Cities that face increased flooding risk will create new profit opportunities for firms that produce products that help to reduce flood risk. If such cities’ political leaders choose to address these emerging threat issues, then local land prices will not decline, and the skilled will continue to live there. If politicians are unwilling or unable to protect the cities, then the skilled will “vote with their feet,” and the firms that hire them will also leave. In this sense, competition between cities protects urbanites.
Over time, we must rebuild our cities. As the world’s cities grow with billions of people moving there, there will be new construction of plenty of infrastructure. Given that cities are long lasting investments, decision makers have the right incentives to invest and to build infrastructure that can withstand the shocks that we believe we will face due to climate change.
A maintained assumption in Climatopolis is that our climate scientists will continue to make objective progress in judging the probability and severity of the impacts of climate change for different regions around the world.
If I am wrong and our climate scientists make no progress in predicting threats—while Mother Nature poses a higher probability threat of extreme events such as flooding or extreme heat waves—then we will suffer greatly when the shocks occur.
But if climate scientists do earn their pay and we are able to develop coarse “leading indicators” about the threats we face—the equivalent of a Tsunami Warning—then I trust that individuals and firms have the right incentives to respond to this information.
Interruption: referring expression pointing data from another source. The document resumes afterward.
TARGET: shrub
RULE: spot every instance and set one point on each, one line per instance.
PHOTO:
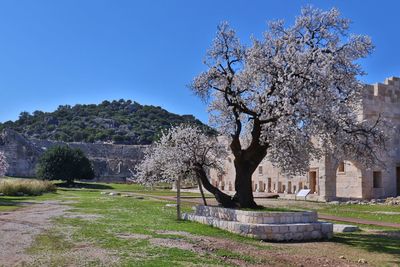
(11, 187)
(64, 163)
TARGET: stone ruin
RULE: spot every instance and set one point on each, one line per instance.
(111, 163)
(263, 225)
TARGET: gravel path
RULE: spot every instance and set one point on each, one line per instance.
(19, 228)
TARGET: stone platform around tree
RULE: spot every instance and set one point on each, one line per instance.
(264, 225)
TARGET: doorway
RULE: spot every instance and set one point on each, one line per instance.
(313, 181)
(398, 180)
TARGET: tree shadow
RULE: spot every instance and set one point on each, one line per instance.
(14, 202)
(380, 241)
(84, 185)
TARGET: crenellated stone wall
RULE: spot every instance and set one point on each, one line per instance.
(111, 162)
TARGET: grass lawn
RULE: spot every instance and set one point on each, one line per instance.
(129, 231)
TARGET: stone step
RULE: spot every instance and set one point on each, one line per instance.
(257, 217)
(270, 232)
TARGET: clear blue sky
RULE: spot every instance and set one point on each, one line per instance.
(86, 51)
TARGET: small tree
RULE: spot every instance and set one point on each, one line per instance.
(297, 84)
(64, 163)
(3, 164)
(184, 152)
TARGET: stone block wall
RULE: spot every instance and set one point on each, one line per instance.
(272, 226)
(111, 163)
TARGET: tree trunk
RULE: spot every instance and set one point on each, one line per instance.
(201, 191)
(222, 198)
(243, 184)
(178, 198)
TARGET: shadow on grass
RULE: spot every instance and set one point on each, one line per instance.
(382, 241)
(84, 185)
(14, 202)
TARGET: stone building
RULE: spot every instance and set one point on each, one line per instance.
(331, 178)
(111, 163)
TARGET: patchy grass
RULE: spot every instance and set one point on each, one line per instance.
(10, 203)
(21, 187)
(128, 231)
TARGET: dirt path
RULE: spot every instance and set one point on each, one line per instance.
(19, 228)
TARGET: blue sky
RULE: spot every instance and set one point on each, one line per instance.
(86, 51)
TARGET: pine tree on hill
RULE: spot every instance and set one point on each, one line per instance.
(119, 122)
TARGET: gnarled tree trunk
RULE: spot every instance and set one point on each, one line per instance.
(243, 184)
(222, 198)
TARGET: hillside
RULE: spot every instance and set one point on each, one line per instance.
(120, 122)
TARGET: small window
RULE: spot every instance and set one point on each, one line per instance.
(377, 176)
(341, 167)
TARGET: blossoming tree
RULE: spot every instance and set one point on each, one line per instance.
(3, 164)
(296, 91)
(184, 152)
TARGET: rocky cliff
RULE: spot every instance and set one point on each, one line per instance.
(111, 162)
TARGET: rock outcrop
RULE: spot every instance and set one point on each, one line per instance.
(111, 162)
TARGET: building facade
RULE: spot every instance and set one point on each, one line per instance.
(330, 178)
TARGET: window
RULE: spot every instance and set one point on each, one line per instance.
(377, 176)
(341, 167)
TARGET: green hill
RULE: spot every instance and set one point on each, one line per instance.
(120, 122)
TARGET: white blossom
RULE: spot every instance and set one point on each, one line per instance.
(292, 96)
(3, 164)
(178, 153)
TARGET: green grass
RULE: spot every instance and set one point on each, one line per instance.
(30, 187)
(123, 215)
(10, 203)
(129, 215)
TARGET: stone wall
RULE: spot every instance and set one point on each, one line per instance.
(273, 226)
(111, 162)
(324, 178)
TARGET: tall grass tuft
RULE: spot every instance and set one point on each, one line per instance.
(20, 187)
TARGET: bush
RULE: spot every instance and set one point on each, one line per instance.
(64, 163)
(26, 187)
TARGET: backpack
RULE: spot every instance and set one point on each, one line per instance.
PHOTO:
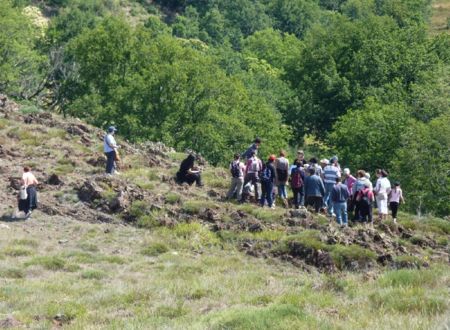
(254, 166)
(235, 169)
(296, 178)
(363, 197)
(266, 175)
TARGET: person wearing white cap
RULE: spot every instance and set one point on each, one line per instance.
(110, 149)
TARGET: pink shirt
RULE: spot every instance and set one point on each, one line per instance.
(395, 195)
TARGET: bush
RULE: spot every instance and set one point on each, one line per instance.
(51, 263)
(93, 274)
(155, 249)
(343, 256)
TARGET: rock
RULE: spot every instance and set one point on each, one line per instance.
(9, 322)
(299, 213)
(89, 191)
(256, 227)
(54, 180)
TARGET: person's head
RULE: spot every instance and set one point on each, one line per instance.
(112, 129)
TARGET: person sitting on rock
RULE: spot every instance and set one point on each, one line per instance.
(189, 173)
(28, 201)
(110, 148)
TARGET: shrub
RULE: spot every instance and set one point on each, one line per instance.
(172, 198)
(155, 249)
(17, 251)
(12, 273)
(343, 256)
(93, 274)
(309, 239)
(50, 263)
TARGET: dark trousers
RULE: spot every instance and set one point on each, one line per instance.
(267, 193)
(253, 178)
(299, 196)
(394, 209)
(365, 212)
(110, 159)
(29, 204)
(315, 201)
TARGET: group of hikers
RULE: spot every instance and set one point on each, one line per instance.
(319, 185)
(322, 185)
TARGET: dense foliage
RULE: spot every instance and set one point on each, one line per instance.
(364, 77)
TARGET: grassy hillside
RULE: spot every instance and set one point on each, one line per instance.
(440, 19)
(138, 251)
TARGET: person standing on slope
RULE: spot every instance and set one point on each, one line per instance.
(297, 184)
(28, 195)
(382, 190)
(110, 148)
(339, 196)
(314, 189)
(252, 170)
(282, 176)
(237, 169)
(252, 149)
(268, 176)
(330, 173)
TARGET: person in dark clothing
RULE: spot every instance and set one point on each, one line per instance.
(188, 173)
(252, 149)
(339, 196)
(29, 183)
(314, 189)
(297, 184)
(267, 182)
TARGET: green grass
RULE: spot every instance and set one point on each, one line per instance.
(155, 249)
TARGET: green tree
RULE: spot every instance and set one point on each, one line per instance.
(423, 166)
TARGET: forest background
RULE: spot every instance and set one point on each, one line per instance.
(367, 80)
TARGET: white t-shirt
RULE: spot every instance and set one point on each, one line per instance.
(29, 179)
(109, 142)
(383, 186)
After the deep Recession of 2008, it is not “cool” to celebrate free market capitalism. My book intentionally challenges this social norm.
You do not have to be a billionaire to appreciate how free market growth has improved the quality of life for billions of people around the world. Climate change will be a major threat to our quality of life in the next century. And capitalism will again step up to help us to cope with the anticipated and unanticipated challenges we will face.
Matthew E. Kahn is a Professor at the UCLA Institute of the Environment, the Department of Economics, the Department of Public Policy, and the Anderson School of Business. He is a research associate at the National Bureau of Economic Research. Before joining the UCLA faculty, Kahn taught at Columbia and the Fletcher School at Tufts, and also served as a Visiting Professor at Harvard and Stanford. He holds a Ph.D. in Economics from the University of Chicago. Kahn is the author of Green Cities: Urban Growth and the Environment (Brookings Institution, 2006), co-author of Heroes and Cowards: The Social Face of War (Princeton 2009), and Climatopolis, featured in his Rorotoko interview.